Nell’ultimo decennio, la Russia ha inoltre sostenuto e alcune volte finanziato movimenti populisti di destra, contribuendo alla loro sopravvivenza: è il caso del Front National, il partito francese di estrema destra guidato da Marine Le Pen, di Alba Dorata in Grecia, dell’Unione Nazionale Attacco in Bulgaria, di Jobbik in Ungheria, ma anche della Lega di Salvini in Italia.

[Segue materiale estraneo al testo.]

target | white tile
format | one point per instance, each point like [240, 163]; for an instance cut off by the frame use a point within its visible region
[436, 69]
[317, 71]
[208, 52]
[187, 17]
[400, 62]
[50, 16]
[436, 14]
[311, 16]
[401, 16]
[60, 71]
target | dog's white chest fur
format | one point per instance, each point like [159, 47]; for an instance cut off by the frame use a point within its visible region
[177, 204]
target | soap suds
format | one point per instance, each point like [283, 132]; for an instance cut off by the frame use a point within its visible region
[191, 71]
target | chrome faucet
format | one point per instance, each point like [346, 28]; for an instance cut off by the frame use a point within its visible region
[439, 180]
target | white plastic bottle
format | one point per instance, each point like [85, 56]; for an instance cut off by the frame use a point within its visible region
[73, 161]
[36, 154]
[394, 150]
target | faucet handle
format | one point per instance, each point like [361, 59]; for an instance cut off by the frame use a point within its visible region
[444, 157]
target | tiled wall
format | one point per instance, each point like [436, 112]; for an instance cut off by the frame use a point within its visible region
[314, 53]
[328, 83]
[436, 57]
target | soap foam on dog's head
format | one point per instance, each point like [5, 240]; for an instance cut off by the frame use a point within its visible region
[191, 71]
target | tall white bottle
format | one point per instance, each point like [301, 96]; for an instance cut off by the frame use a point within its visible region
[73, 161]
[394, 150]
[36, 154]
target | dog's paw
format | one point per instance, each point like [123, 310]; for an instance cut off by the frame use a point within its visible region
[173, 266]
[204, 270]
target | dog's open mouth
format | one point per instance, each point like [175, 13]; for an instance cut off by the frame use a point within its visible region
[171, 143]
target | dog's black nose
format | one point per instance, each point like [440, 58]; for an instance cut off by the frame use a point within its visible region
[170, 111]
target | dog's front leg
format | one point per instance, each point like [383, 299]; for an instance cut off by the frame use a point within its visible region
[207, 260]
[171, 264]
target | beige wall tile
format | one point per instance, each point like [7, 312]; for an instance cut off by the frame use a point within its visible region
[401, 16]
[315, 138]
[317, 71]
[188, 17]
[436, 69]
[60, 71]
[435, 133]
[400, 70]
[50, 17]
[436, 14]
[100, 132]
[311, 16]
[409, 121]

I rapporti con gli Stati Uniti di Donald Trump sono un discorso a parte. Trump promise fin da subito di ripensare le relazioni con la Russia e di riconoscere Putin come fondamentale partner per gestire gli affari internazionali. Già prima del suo insediamento, disse più volte che non c’era alcuna ragione «per non andare d’accordo con la Russia», e Putin rispose di «essere pronto a cooperare con la nuova amministrazione americana». Poi arrivarono le prime indagini dell’FBI sulle ingerenze russe nelle elezioni presidenziali statunitensi del 2016, che si trasformarono in un’inchiesta giudiziaria.
L’ordine e la stabilità prima di tutto
Secondo alcuni osservatori, nel corso degli anni Putin stipulò con i russi una sorta di nuovo contratto sociale: alla politica avrebbe pensato lui, ristabilendo controllo e potere, e in cambio avrebbe garantito il miglioramento degli standard di vita. Le cose però non andarono proprio così.
Bill Burns, ex ambasciatore statunitense a Mosca, ha detto: «Una decina di anni fa, quando i prezzi del petrolio erano alti, Putin avrebbe potuto iniziare a diversificare l’economia, a innovare un po’. Decise abbastanza consapevolmente di non farlo perché sarebbe andato a scapito di ciò che contava di più per lui: l’ordine politico e il controllo». Putin ha dunque lasciato l’economia russa sostanzialmente congelata nel tempo, fortemente dipendente dal petrolio, dal gas e da altre risorse naturali: «il fallimento più importante» di Putin, lo ha definito Trenin.
Michael Morell, che entrò a far parte della CIA non molto tempo dopo l’entrata di Putin nel KGB, ha detto di pensare che per il presidente russo la cosa più preziosa che un leader possa offrire al suo paese sia la stabilità. Putin non ha reso la Russia più ricca, o più libera, ma ha imposto la stabilità e l’ha mantenuta per due decenni attraverso un insieme di forza e abilità. Naturalmente in molti si chiedono che cosa succederà alla scadenza del suo mandato: comunque andrà, la transizione non sarà per niente semplice.